Her mother responded, smiling down at her while picking the healthier box of cereal off the top rack of the shelf. “My hair is yellow because the sun made it that way.”

“Will the sun do that to my hair one day?”

Bending down, she kissed her on the cheek. “The sun will never need to. You are safe as you are. You are blessed and safe as you,” she added. “But if you ever feel as though you are not safe, you will simply ask the sun to make your hair yellow, and your eyes blue”—she bent down close to Romia’s ear—“when they are actually green.”

Romia thought about those words all day. She was a deep-thinking child who was affected by every word from her mother’s lips. Each word touched her deeply and lessons taught would never be forgotten—stored deeply, true—but never forgotten. Her mother laughed after speaking to her in the riddle-like fashion. She often spoke that way to her. Thinking back on her, Romia sometimes wondered if perhaps English wasn’t her first language, although she would be hard-pressed to figure out what other language her mother could have spoken, considering English was the only language she heard from her.

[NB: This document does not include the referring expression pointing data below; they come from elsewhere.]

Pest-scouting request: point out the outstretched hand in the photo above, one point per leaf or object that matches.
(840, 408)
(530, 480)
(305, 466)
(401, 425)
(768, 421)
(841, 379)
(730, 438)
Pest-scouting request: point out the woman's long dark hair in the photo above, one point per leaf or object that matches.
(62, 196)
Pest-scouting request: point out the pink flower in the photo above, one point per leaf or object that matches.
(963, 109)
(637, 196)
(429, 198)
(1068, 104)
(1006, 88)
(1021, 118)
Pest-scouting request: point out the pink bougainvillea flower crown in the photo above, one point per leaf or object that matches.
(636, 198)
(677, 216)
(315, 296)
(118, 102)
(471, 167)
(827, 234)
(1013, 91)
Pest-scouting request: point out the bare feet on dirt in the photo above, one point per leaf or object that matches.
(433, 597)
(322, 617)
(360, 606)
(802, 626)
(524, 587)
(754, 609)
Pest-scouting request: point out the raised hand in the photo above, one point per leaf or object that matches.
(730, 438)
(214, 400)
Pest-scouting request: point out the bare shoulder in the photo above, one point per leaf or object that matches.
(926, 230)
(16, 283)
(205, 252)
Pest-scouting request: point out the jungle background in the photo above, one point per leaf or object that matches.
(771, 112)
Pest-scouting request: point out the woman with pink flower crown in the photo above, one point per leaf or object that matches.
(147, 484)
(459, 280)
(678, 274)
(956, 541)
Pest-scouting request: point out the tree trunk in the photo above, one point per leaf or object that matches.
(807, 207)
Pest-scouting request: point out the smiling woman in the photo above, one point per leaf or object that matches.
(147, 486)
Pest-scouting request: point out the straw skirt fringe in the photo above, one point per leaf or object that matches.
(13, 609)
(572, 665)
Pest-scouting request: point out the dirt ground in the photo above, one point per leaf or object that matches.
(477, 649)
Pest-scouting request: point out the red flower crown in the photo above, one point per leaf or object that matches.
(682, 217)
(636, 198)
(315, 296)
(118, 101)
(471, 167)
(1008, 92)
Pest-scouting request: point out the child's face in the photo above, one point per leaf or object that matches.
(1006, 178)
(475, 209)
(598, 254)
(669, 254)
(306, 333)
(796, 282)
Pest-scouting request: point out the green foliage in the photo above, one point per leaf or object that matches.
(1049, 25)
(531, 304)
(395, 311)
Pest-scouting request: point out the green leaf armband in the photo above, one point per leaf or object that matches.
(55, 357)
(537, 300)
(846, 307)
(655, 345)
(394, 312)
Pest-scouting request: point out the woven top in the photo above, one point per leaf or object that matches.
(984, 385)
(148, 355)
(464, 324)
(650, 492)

“Let’s see if Mrs. Thurston is ready to leave the store,” she said, moving her basket toward another aisle. They often shopped with the older woman who lived next door. Romia had come to view that woman as a grandmother. When her mother died, she wasn’t surprised to find her being one of the women helping to pack up her mother’s things. She was surprised to find that she wasn’t going to be living with her, but thinking back now, surely the woman was too old to care for a child her age. Even then she had to be around fifty.

Suddenly, her mother stopped as if frozen in time. She stared off into space and then spun on her heels, causing Romia to look in the same direction. At the end of the aisle stood a tall, dark, mysterious-looking man who was not even looking their way, yet her mother became instantly fearful. Romia could sense her feelings through her hand that tightly grasped her own.

“Sweetheart,” she said calmly in Romia’s ear after lifting her onto her hip, “we’ll wait in the car for Mrs. Thurston, okay?”

Romia looked at the groceries. “But what about—”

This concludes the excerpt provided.